Des réformes tous azimuts, jugées toutefois "trop nombreuses" par les syndicats des enseignants qui ont aussi peu apprécié certaines de ses orientations et son manque de concertation et de préparation, notamment dans la gestion de la crise du Covid-19 à l'école.
"Ibizagate"
Une exaspération qui a conduit en janvier 2022 à une grève largement suivie, pour dénoncer la pagaille des protocoles sanitaires. Sa position a été fragilisée lorsque la presse a révélé que la communication sur ce sujet, à la veille de la rentrée des vacances de Noël, avait été orchestrée d'Ibiza où le ministre était en vacances. Cet "Ibizagate" avait conduit M. Blanquer à faire amende honorable au journal de 20H00 de TF1, disant "regretter la symbolique" de ces vacances.
On reconnaissait alors au sein même de la majorité que cet agrégé de droit public, ancien directeur de la grande école de commerce Essec, avait perdu de son crédit. "Il a tout perdu en quelques jours: une grève très suivie, son gouvernement qui le désavoue", disait alors un membre de son entourage.
Il s'est depuis retrouvé isolé et le ressentiment d'une partie des profs est allé crescendo. Selon un sondage effectué par le SNUipp-FSU (syndicat du primaire) en mars, près de 73% des 25.000 instituteurs interrogés disent ne pas être satisfaits de leur situation professionnelle actuelle.
Guislaine David, secrétaire générale de ce syndicat, évoque auprès de l'AFP un ministre doté d'"une personnalité très forte". "Un idéologue arc-bouté sur ses positions, qui n'admet pas la contradiction", estime-t-elle.
Bientôt député dans le Loiret ?
En février, le Sénat a noté avec sévérité le bilan de Jean-Michel Blanquer: la mise en œuvre de ses réformes a été dans de nombreux cas "mal accompagnée", donnant ainsi le sentiment de "naviguer à vue" et de créer des "générations d'élèves cobayes".
"Jean-Michel Blanquer agace, oui, et depuis longtemps", concède un fidèle d'Emmanuel Macron. "Mais il aura été le symbole de ce que le président de la République voulait: la durée". Au sein de la majorité, certains déplorent les orientations prises par M. Blanquer au-delà de la gestion de la crise sanitaire.
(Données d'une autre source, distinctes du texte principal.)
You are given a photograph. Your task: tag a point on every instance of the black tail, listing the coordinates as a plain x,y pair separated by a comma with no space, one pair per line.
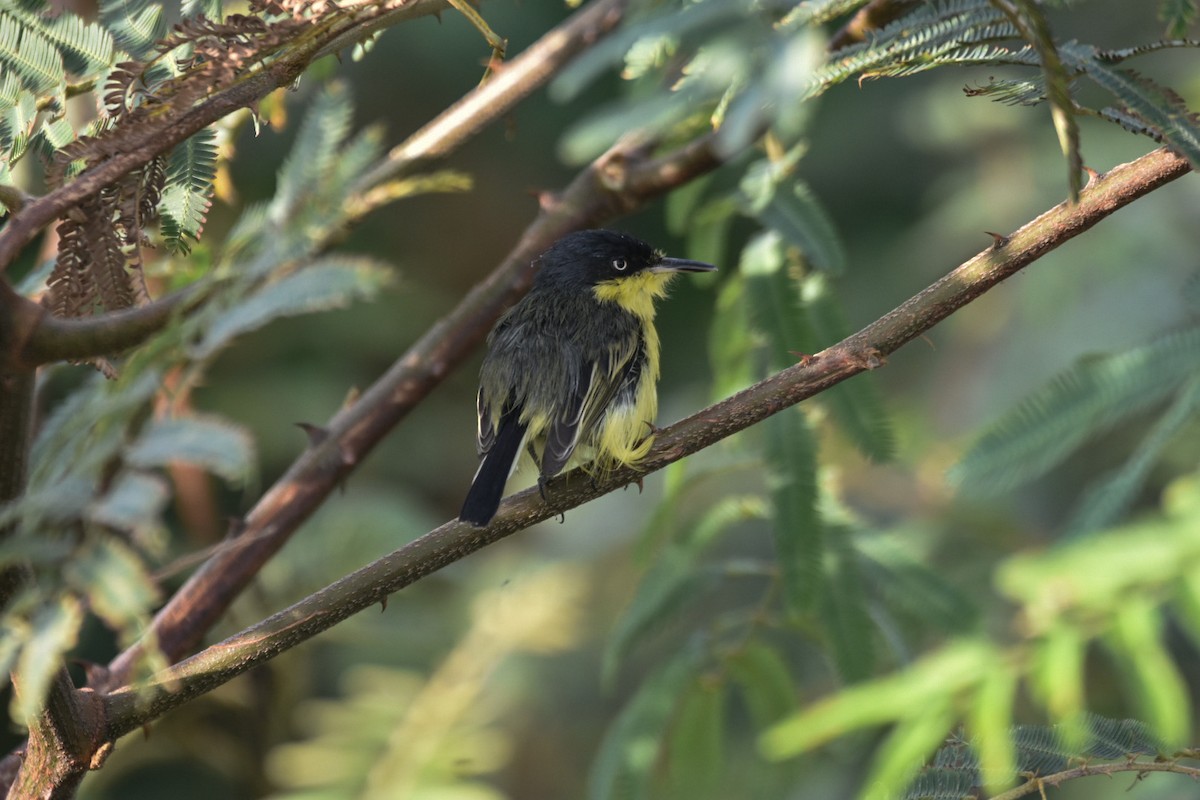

Notamment son combat passionné contre le "wokisme" ou "l'islamo-gauchisme", des thèmes chers à la droite et dont il s'est emparé avant - mais surtout après - l'assassinat du professeur d'Histoire-géographie Samuel Paty en octobre 2020. Il a lancé en octobre 2021 son think tank "Le Laboratoire de la République".
Exfiltré du nouveau gouvernement, Jean-Michel Blanquer, en quête d'ancrage local, joue désormais son avenir politique en se présentant aux élections législatives dans la 4e circonscription du Loiret occupée par le LR Jean-Pierre Door qui ne se représente pas.
Critiqué aussi pour ses maladresses, le ministre aura fait parler de lui jusqu'au bout. Il a ainsi été épinglé vendredi - dernier jour de son mandat - pour avoir fait venir la veille une chorale de Poitiers avant la passation de pouvoirs. L'annonce du gouvernement tardant, les jeunes chanteurs sont finalement repartis après s'être produits devant les seuls agents du ministère. Une addition à 3.000 euros, a confirmé à l'AFP le rectorat de l'académie de Poitiers.